Splash Magic Campground and RV Resort formerly a Yogi Bear Campground, Northumberland, Pa is hosting a Biker Week in June and again late summer. This is a place we had thought of camping sometime.

We have CHANGED OUR MINDS, AS WE WANT TO CAMP AT PLACES THAT HOST FAMILY fRIENDLY EVENTS.

The Biker Weeks, are anything but family friendly. Quoting the local newspaper, there will be "Adult Entertainment, including Exotic Striptease, naughty pool and beach games, naked volleyball, and a Mr Hot Buns contest". The web site Says this is an adult event, and everyone will be checked for ID at the gate.

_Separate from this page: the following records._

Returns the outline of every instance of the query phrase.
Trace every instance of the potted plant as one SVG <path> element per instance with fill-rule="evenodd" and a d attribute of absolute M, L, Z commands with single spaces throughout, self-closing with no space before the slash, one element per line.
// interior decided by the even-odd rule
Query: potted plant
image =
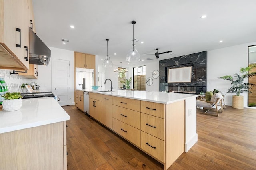
<path fill-rule="evenodd" d="M 126 85 L 126 89 L 130 89 L 131 87 L 130 87 L 130 83 L 131 83 L 131 81 L 132 81 L 132 77 L 130 77 L 129 80 L 128 79 L 126 79 L 124 80 L 121 80 L 120 82 L 121 83 L 124 84 Z"/>
<path fill-rule="evenodd" d="M 252 93 L 252 92 L 250 91 L 252 89 L 251 86 L 256 86 L 255 84 L 244 83 L 246 79 L 256 75 L 256 72 L 250 72 L 255 68 L 256 68 L 256 64 L 251 64 L 247 67 L 240 69 L 241 75 L 236 73 L 234 74 L 234 77 L 231 75 L 226 75 L 218 77 L 218 78 L 222 80 L 229 80 L 231 81 L 232 86 L 228 89 L 227 93 L 236 93 L 236 95 L 233 95 L 232 98 L 232 107 L 233 108 L 243 109 L 244 96 L 240 96 L 240 94 L 244 92 Z"/>
<path fill-rule="evenodd" d="M 19 110 L 22 105 L 20 92 L 10 93 L 7 92 L 1 96 L 4 98 L 3 109 L 6 111 L 14 111 Z"/>

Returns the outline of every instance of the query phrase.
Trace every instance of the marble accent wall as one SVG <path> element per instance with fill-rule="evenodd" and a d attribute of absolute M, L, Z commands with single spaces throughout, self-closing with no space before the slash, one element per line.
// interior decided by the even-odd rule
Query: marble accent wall
<path fill-rule="evenodd" d="M 159 61 L 159 91 L 178 91 L 179 93 L 199 94 L 206 91 L 207 51 L 172 58 Z M 191 82 L 167 83 L 169 69 L 192 67 Z"/>

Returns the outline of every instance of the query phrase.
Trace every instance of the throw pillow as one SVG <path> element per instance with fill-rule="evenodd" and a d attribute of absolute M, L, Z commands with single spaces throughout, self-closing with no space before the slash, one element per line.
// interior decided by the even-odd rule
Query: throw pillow
<path fill-rule="evenodd" d="M 213 93 L 213 94 L 214 95 L 214 94 L 215 94 L 216 93 L 218 93 L 219 92 L 219 91 L 218 90 L 216 90 L 216 89 L 214 89 L 213 91 L 212 91 L 212 93 Z"/>
<path fill-rule="evenodd" d="M 206 91 L 206 93 L 205 93 L 205 98 L 206 99 L 206 101 L 210 101 L 212 95 L 213 95 L 213 93 L 212 93 L 212 91 Z"/>
<path fill-rule="evenodd" d="M 216 93 L 214 94 L 212 97 L 212 98 L 211 98 L 211 102 L 215 103 L 218 99 L 221 99 L 222 97 L 222 95 L 221 95 L 221 93 Z"/>

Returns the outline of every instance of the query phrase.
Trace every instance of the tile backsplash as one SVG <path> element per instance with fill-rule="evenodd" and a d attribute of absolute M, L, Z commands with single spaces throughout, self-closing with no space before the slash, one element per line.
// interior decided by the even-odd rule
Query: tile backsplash
<path fill-rule="evenodd" d="M 20 86 L 23 83 L 30 84 L 34 81 L 23 77 L 22 76 L 18 76 L 18 75 L 12 74 L 10 75 L 10 72 L 12 71 L 12 70 L 0 69 L 0 75 L 4 76 L 4 80 L 5 80 L 8 87 L 8 92 L 22 93 Z"/>

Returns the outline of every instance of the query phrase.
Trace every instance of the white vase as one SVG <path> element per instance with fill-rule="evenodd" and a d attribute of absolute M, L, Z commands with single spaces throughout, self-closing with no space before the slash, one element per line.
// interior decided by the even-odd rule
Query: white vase
<path fill-rule="evenodd" d="M 4 100 L 3 109 L 6 111 L 14 111 L 19 110 L 22 105 L 21 98 L 12 100 Z"/>

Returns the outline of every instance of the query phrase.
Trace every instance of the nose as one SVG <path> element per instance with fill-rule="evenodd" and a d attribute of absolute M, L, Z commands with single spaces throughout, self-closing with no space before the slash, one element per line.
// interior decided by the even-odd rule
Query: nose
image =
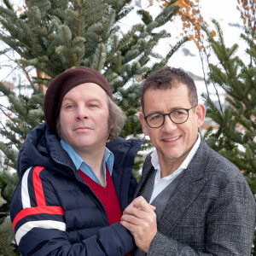
<path fill-rule="evenodd" d="M 77 108 L 77 119 L 79 120 L 87 119 L 89 118 L 88 109 L 84 106 L 79 106 Z"/>
<path fill-rule="evenodd" d="M 163 131 L 171 132 L 176 129 L 177 125 L 171 120 L 171 118 L 169 115 L 166 115 L 165 116 L 165 123 L 161 127 L 162 127 Z"/>

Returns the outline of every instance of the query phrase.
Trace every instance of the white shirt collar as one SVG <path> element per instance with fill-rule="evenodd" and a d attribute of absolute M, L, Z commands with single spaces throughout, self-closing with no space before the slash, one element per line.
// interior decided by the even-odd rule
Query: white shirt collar
<path fill-rule="evenodd" d="M 187 155 L 186 159 L 183 161 L 183 163 L 180 165 L 180 166 L 173 173 L 165 177 L 164 179 L 168 180 L 170 178 L 173 178 L 173 176 L 178 175 L 181 172 L 181 171 L 183 171 L 188 167 L 188 166 L 189 165 L 196 150 L 198 149 L 200 143 L 201 143 L 201 135 L 200 135 L 200 133 L 198 133 L 197 140 L 196 140 L 195 145 L 193 146 L 192 149 L 190 150 L 189 154 Z M 156 149 L 154 149 L 153 151 L 153 153 L 151 154 L 151 163 L 152 163 L 152 166 L 154 166 L 154 168 L 155 170 L 157 170 L 156 176 L 160 175 L 160 166 L 159 158 L 158 158 Z"/>

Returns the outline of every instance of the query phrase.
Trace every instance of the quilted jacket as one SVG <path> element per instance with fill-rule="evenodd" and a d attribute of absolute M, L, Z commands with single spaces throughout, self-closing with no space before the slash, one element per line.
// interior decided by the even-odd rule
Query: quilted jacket
<path fill-rule="evenodd" d="M 140 146 L 120 137 L 107 145 L 114 154 L 112 178 L 122 211 L 137 187 L 131 169 Z M 17 172 L 10 214 L 22 255 L 118 256 L 135 248 L 127 230 L 109 225 L 101 201 L 44 123 L 23 143 Z"/>

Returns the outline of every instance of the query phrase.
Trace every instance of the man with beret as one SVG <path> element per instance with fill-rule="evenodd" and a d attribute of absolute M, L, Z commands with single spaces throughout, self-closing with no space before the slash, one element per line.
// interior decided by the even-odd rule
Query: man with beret
<path fill-rule="evenodd" d="M 107 79 L 88 67 L 68 69 L 49 83 L 44 111 L 46 123 L 18 156 L 10 214 L 20 251 L 129 253 L 133 237 L 119 222 L 137 186 L 131 169 L 141 142 L 117 137 L 125 118 Z"/>

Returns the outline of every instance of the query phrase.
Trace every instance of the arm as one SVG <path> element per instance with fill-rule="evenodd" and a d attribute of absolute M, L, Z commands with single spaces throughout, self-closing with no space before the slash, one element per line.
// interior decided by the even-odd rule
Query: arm
<path fill-rule="evenodd" d="M 76 236 L 82 239 L 76 240 L 81 241 L 69 241 L 61 203 L 47 179 L 37 177 L 36 168 L 24 175 L 11 202 L 15 238 L 23 255 L 115 256 L 134 249 L 132 236 L 119 224 L 102 228 L 91 236 L 86 234 L 86 237 L 79 230 Z M 78 220 L 74 218 L 74 221 Z"/>
<path fill-rule="evenodd" d="M 195 250 L 160 231 L 155 233 L 150 244 L 147 244 L 147 241 L 139 236 L 139 232 L 147 234 L 144 236 L 146 239 L 148 234 L 150 236 L 152 229 L 149 225 L 148 230 L 144 229 L 145 224 L 142 227 L 137 218 L 143 218 L 143 214 L 135 212 L 129 208 L 121 224 L 133 233 L 141 249 L 147 252 L 145 248 L 149 247 L 148 255 L 250 255 L 255 228 L 255 201 L 243 181 L 227 183 L 206 213 L 206 244 L 201 251 Z M 141 237 L 140 241 L 137 241 L 138 237 Z"/>

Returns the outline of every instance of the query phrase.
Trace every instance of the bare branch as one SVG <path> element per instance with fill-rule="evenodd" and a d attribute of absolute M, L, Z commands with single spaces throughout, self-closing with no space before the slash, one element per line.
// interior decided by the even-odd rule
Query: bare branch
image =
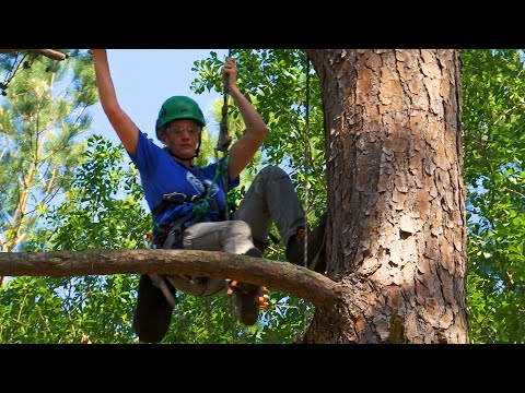
<path fill-rule="evenodd" d="M 0 53 L 9 53 L 12 51 L 27 51 L 27 52 L 38 53 L 49 59 L 58 60 L 58 61 L 66 60 L 69 57 L 68 55 L 62 53 L 61 51 L 58 51 L 55 49 L 0 49 Z"/>
<path fill-rule="evenodd" d="M 339 302 L 339 284 L 288 262 L 200 250 L 88 250 L 0 252 L 0 276 L 84 276 L 109 274 L 189 274 L 265 285 L 315 306 Z"/>

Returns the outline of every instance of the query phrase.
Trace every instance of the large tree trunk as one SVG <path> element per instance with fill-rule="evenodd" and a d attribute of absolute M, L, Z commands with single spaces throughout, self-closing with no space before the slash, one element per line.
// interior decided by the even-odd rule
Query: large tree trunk
<path fill-rule="evenodd" d="M 328 276 L 308 343 L 467 343 L 456 50 L 308 50 L 328 170 Z"/>

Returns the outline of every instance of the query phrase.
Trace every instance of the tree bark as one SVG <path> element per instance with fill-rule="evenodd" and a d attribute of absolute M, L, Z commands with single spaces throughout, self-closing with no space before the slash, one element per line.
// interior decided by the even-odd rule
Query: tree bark
<path fill-rule="evenodd" d="M 328 276 L 348 291 L 304 341 L 467 343 L 458 52 L 307 52 L 325 112 Z"/>
<path fill-rule="evenodd" d="M 332 309 L 342 286 L 291 263 L 200 250 L 0 252 L 0 275 L 69 277 L 108 274 L 187 274 L 269 286 Z"/>

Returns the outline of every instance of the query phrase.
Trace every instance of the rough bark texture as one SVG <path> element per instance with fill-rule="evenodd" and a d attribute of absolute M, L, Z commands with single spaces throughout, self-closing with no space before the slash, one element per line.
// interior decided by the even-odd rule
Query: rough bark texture
<path fill-rule="evenodd" d="M 189 274 L 238 279 L 288 291 L 331 309 L 341 285 L 291 263 L 199 250 L 0 252 L 0 275 L 69 277 L 107 274 Z"/>
<path fill-rule="evenodd" d="M 325 111 L 328 276 L 348 291 L 339 315 L 316 310 L 304 341 L 466 343 L 457 51 L 308 55 Z"/>

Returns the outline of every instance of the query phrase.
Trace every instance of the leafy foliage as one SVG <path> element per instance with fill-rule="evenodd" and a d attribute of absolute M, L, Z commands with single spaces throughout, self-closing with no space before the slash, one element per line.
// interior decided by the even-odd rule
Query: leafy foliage
<path fill-rule="evenodd" d="M 468 50 L 463 59 L 470 338 L 524 343 L 524 52 Z"/>
<path fill-rule="evenodd" d="M 522 50 L 464 50 L 462 55 L 464 169 L 469 190 L 467 300 L 474 343 L 523 343 L 525 336 L 523 55 Z M 249 168 L 247 178 L 267 163 L 280 163 L 305 202 L 307 174 L 308 218 L 315 224 L 326 209 L 325 140 L 317 76 L 312 74 L 311 80 L 306 142 L 305 55 L 299 50 L 234 50 L 233 56 L 241 70 L 240 88 L 270 128 L 260 163 Z M 221 92 L 222 63 L 213 52 L 195 62 L 197 78 L 192 87 L 197 93 Z M 232 134 L 238 138 L 244 127 L 240 114 L 234 106 L 229 111 Z M 0 124 L 13 122 L 12 119 L 0 112 Z M 14 126 L 2 130 L 8 129 L 13 130 Z M 203 135 L 205 163 L 214 145 L 210 134 Z M 9 141 L 16 138 L 15 133 L 9 134 Z M 147 247 L 142 233 L 149 230 L 151 222 L 143 209 L 137 171 L 132 166 L 122 167 L 121 147 L 115 148 L 101 138 L 90 139 L 89 145 L 88 159 L 74 171 L 66 200 L 48 212 L 37 236 L 24 250 Z M 3 154 L 0 158 L 2 168 L 15 168 L 12 156 Z M 0 184 L 2 174 L 3 170 Z M 232 203 L 238 203 L 246 187 L 247 183 L 232 190 Z M 283 253 L 281 245 L 270 243 L 266 257 L 284 261 Z M 137 278 L 120 275 L 12 279 L 0 289 L 0 342 L 136 343 L 130 324 Z M 164 342 L 290 343 L 304 330 L 313 307 L 280 291 L 270 291 L 270 297 L 272 307 L 261 314 L 259 323 L 244 329 L 232 313 L 229 297 L 178 294 L 179 305 Z"/>
<path fill-rule="evenodd" d="M 0 56 L 0 247 L 11 251 L 32 236 L 37 218 L 63 191 L 91 127 L 96 102 L 85 53 L 65 61 L 21 52 Z M 23 64 L 23 67 L 21 67 Z"/>

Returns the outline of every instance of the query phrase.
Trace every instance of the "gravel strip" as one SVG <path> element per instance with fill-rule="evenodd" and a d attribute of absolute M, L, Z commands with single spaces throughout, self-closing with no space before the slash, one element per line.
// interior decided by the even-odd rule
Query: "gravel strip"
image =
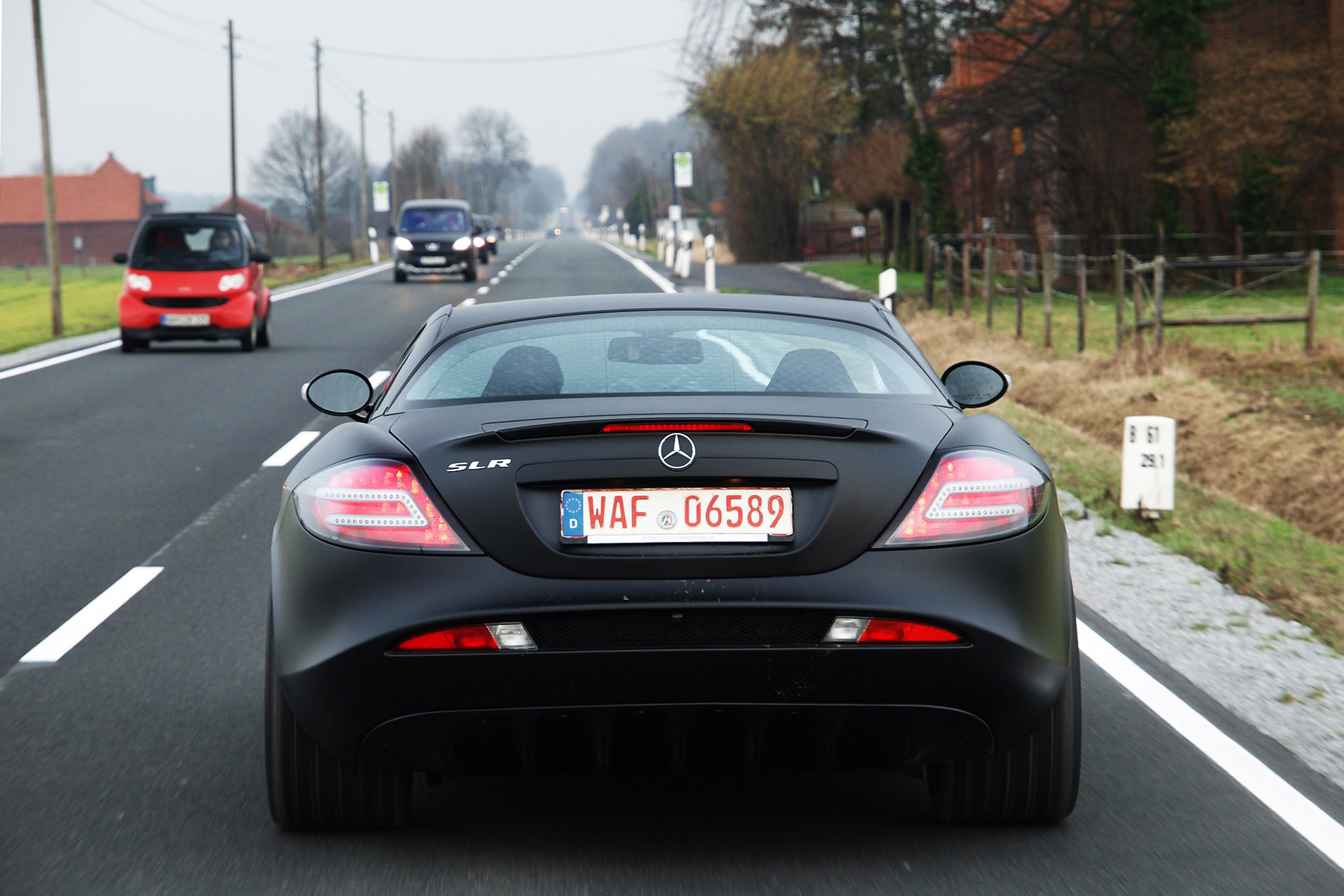
<path fill-rule="evenodd" d="M 1344 787 L 1344 657 L 1188 557 L 1089 517 L 1073 494 L 1059 504 L 1081 603 Z"/>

We wanted to give you a heads up, that if you are looking for a family friendly campground, this is probably a place to cross off your list.


----------



## tdvffjohn (Mar 10, 2005)

Naked Volleyball, Hawkeye Pierce will want to see the pics, don t show Radar


----------



## Crawfish (Sep 14, 2005)

I was thinking the same thing John









Leon


----------



## Oregon_Camper (Sep 13, 2004)

Naked Volleyball










I'm willing to bet the participants are not members of the Swedish Bikini Team.


----------



## PDX_Doug (Nov 16, 2004)

And thank you for THAT visual, Jim!









Happy Tr..... Ah, forget it!








Doug


----------



## HootBob (Apr 26, 2004)

Oregon_Camper said:


> Naked Volleyball
> 
> 
> 
> ...


I wish they were









Don


----------



## Lady Di (Oct 28, 2005)

The full list of events was graphic enough.









The locals are up in arms against it. I can kinda guess the caliber of the participants. Maybe we should leave the area that week. 
Wish we could.

I guess there might be a FEW that aren't so bad, but with the publicity listing the naughty adult activities, this event will likely not bring many classy individuals.

my guess is that if they still had the Yogi name at the cg, they wouldn't be able to host this kind of thing.

Definitely not family fare.


----------